During their first full year as an independent organization, Grin City kept up its model of retreat-based artist residencies, one that had served them well for a decade. The new micro grant opportunity is an effort to fund locally based artists, rather than bringing artists from across the country to the area.

“We plan on still continuing [residencies] going forward, but we realized that in doing that we were missing supporting the really awesome ideas that are happening around our general area, that are happening with people who already live in those communities,” Rideout said. “And it doesn’t necessarily make sense for someone who lives in town to have an artist residency retreat in the town that they live in, but we still want those projects to be happening, because that’s key to our mission of strengthening community, of different communities using art as a building block.”

The micro grants can consist of up to $1,000 and professional support for one’s project. The project’s planned location must also be within a 40 mile radius of Grinnell. Rural communities will be prioritized.

“We feel that those are the least served communities,” Rideout said. “I know that we, as Grin City, when we’re trying to fundraise and generate sponsorships for projects, because we’re working in rural communities, it becomes a lot harder to find those sponsorships.” She hopes that this can be a new resource for these artists.

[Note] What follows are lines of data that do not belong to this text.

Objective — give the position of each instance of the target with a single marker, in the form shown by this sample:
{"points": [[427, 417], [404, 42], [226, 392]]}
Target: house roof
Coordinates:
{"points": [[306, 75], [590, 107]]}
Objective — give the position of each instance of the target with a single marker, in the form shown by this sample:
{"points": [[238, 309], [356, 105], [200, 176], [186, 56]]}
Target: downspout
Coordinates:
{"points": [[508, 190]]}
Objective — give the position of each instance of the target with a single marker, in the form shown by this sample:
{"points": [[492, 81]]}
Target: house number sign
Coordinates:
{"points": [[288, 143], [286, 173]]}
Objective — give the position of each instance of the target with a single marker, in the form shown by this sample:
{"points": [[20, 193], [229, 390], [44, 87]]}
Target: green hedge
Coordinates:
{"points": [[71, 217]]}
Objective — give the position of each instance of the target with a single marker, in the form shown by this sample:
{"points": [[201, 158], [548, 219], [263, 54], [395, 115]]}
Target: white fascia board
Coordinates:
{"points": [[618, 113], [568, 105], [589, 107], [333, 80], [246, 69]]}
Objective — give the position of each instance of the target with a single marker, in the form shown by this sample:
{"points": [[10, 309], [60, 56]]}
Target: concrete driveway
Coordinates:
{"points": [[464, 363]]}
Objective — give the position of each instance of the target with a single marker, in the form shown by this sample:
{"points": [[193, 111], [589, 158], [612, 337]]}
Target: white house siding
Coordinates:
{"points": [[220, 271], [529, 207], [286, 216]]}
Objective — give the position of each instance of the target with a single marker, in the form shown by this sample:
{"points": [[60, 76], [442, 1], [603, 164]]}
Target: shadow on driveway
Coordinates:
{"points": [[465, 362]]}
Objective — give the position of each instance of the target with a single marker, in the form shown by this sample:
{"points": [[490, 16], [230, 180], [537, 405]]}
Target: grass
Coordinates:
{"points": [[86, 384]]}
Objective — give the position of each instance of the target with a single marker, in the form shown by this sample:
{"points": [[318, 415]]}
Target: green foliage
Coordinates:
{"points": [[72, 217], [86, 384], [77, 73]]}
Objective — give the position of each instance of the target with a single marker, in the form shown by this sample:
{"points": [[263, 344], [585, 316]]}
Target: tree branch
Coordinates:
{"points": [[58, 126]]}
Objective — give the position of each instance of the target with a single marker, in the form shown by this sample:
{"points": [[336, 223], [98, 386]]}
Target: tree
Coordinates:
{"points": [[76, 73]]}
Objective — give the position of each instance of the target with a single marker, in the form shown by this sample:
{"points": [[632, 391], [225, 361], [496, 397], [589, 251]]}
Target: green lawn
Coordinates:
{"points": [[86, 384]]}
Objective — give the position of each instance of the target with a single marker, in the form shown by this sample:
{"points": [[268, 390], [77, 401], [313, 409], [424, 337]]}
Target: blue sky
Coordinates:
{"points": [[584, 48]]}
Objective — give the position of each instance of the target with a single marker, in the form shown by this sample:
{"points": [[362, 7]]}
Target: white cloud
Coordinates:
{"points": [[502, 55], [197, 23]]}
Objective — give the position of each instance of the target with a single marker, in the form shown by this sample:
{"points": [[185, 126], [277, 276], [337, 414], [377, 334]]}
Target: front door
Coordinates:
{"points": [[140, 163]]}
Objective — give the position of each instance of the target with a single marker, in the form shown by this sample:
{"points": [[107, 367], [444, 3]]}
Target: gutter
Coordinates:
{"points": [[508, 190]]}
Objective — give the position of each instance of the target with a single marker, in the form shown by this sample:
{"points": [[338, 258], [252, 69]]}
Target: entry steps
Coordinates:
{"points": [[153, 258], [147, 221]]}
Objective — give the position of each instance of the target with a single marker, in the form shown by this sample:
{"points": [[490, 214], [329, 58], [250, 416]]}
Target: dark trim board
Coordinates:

One of the main goals of the program is community building. With this, Rideout said that artists who will be strong candidates will have direct ties with a community, whether that be living in that community or having a history with it.

She also wants to see a collaborative aspect to the project. “We want each project to not just be the brain child of one person,” Rideout said. “The actual execution of the project should have input from many different people, especially people within the community.” This does not have to entail collaboration in the actual execution of the project, but in some element along the way of its planning.

Lastly, and most importantly, the proposal must fit within Grin City’s mission of strengthening communities.

“Place-making … means creative projects that heighten our sense of where we are and what resources and people and stories already exist in a location,” Rideout said. “Something that is really trying to pull out the stories or the histories or even just the shapes and landscape of a particular community will be the most ideal, most successful project for the grant.”

College students can apply for the grant, though Rideout noted that it will be a more competitive process for these applications, as students’ lives are often centered around the college community rather than the community at large.

“I would say that it might be a little more competitive for them to be able to prove that they have a real concrete connection to whatever community that they’re working in,” Rideout said.

Rideout hopes that the new program will allow for a wider scope of artists to create projects in their own communities.

“We can do certain things but we can’t be everywhere at once. So I think the micro grant is going to both open up projects that we as an organization wouldn’t have even thought about doing, and it’s going to bring it to more communities than we would have been able to logistically with our staff,” Rideout said. “I think it’s really going to make a difference on a different level than we have before.”